What is in this article?:
Some companies, like engineer-to-order manufacturers, engineering procurement and construction contractors and even process manufacturers find their situation so demanding than even tier I ERP products cannot meet them completely.
Charles Rathmann is an analyst with IFS North America.
When it comes to enterprise software like enterprise resource planning (ERP) and enterprise asset management (EAM), not every company is created equal.
A manufacturer with predictable, repetitive processes may find a broad spectrum of software offerings that can meet their needs. But some companies, like engineer-to-order manufacturers, engineering procurement and construction contractors and even process manufacturers find their situation so demanding than even tier I ERP products cannot meet them completely.

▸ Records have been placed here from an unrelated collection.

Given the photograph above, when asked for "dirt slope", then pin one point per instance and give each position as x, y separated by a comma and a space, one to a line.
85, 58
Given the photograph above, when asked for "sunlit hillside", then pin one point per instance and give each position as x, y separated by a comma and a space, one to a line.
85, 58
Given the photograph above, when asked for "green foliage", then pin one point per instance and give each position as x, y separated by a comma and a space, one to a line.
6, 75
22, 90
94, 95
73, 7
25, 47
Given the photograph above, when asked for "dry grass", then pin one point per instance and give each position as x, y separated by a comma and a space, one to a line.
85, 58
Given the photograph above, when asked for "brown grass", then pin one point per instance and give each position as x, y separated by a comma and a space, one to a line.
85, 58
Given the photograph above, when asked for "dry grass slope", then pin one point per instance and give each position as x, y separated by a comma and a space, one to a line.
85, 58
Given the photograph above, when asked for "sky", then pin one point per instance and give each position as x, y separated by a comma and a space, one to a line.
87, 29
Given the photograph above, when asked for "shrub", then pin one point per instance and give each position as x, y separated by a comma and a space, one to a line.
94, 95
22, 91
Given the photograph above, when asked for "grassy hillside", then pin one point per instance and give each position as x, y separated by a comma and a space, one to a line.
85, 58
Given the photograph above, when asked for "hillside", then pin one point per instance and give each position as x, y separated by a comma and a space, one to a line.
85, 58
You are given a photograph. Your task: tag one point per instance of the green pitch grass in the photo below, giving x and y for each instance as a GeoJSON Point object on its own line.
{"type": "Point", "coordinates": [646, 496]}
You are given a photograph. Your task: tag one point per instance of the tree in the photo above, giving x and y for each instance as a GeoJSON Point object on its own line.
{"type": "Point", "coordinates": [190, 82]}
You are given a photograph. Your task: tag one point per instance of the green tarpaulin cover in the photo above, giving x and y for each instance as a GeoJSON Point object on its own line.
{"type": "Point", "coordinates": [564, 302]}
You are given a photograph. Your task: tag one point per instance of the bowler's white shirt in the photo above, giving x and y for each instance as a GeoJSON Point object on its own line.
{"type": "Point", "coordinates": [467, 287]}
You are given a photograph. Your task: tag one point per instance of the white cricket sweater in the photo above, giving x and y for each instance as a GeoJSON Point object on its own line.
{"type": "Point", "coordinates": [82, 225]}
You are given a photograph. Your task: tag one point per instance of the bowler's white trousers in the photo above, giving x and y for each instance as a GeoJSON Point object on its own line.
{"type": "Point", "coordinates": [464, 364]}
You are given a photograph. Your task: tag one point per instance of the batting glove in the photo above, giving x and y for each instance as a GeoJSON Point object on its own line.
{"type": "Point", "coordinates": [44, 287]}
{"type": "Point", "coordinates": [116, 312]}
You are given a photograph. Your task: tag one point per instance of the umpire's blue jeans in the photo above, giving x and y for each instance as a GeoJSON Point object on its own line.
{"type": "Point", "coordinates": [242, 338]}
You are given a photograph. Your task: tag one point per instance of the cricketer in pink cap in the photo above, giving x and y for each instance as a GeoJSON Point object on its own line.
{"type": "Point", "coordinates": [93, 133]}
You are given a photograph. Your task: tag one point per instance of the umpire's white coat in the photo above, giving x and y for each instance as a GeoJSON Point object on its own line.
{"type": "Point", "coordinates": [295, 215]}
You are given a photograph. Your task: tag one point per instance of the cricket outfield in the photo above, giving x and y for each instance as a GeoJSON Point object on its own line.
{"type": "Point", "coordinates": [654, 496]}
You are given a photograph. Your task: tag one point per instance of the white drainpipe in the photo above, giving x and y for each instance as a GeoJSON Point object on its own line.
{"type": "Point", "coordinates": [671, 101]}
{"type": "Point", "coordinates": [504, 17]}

One area that frequently is left wanting for this latter group is project management. Because ERP came from the world of materials planning for repetitive manufacturing and EAM often amounts to a glorified maintenance work order management system, these applications cannot address the more anecdotal, complex and dynamic requirements of real-time enterprise project management.
At least that has been our experience as we interact with executives at project-centric and asset-intensive companies. And that is also the conclusion of a recent study IFS North America conducted with help from Mint Jutras Principal Analyst Cindy Jutras.
We surveyed more than 200 executives with industrial companies with more than $100 million in annual revenue. We then ran frequencies on the data to identify the companies with more complex, project-centric business models. These companies proved to be:
- Companies engaged in engineer-to-order manufacturing.
- Companies delivering projects as an engineering, procurement, and construction contractor.
- Those involved in batch process, which would cause them to be involved heavily in enterprise asset management of process manufacturing plants and equipment.
Reviewing the data, it becomes clear that exposure to projects enters an organization in two different ways: Either the company relies on projects as part of its product delivery system or it relies on projects as a way to manage its capital assets.
Engineer-to-order manufacturers and engineering procurement construction contractors are examples of the former. They are involved in short run or one-off projects where the administrative and management overhead costs normally counted as overhead must be accounted for and managed just as aggressively as materials and manufacturing or fabrication costs.
Process manufacturers are an example of the latter. They plan, construct and then maintain process manufacturing plants and equipment to yield a return over a period of years or decades. That entire asset lifecycle may be considered a project that needs to be managed on a macro level. But on a micro level, there are numerous equipment installations, refits, overhauls and plant shutdowns that require aggressive project management to control cost, ensure a successful outcome and limit business disruption.
Many other manufacturers, according to the study, find their product lifecycles are short enough that they, too, are best managed as a project. The conception, engineering, design, prototyping and product launch cycle may come frequently enough that they represent a significant portion of the cost of a given product or product line. Again, project management is required on both the macro and micro levels.
Very few executives in this study reported having substantial integration between project management functionality and their underlying enterprise application, be that ERP, EAM or something else.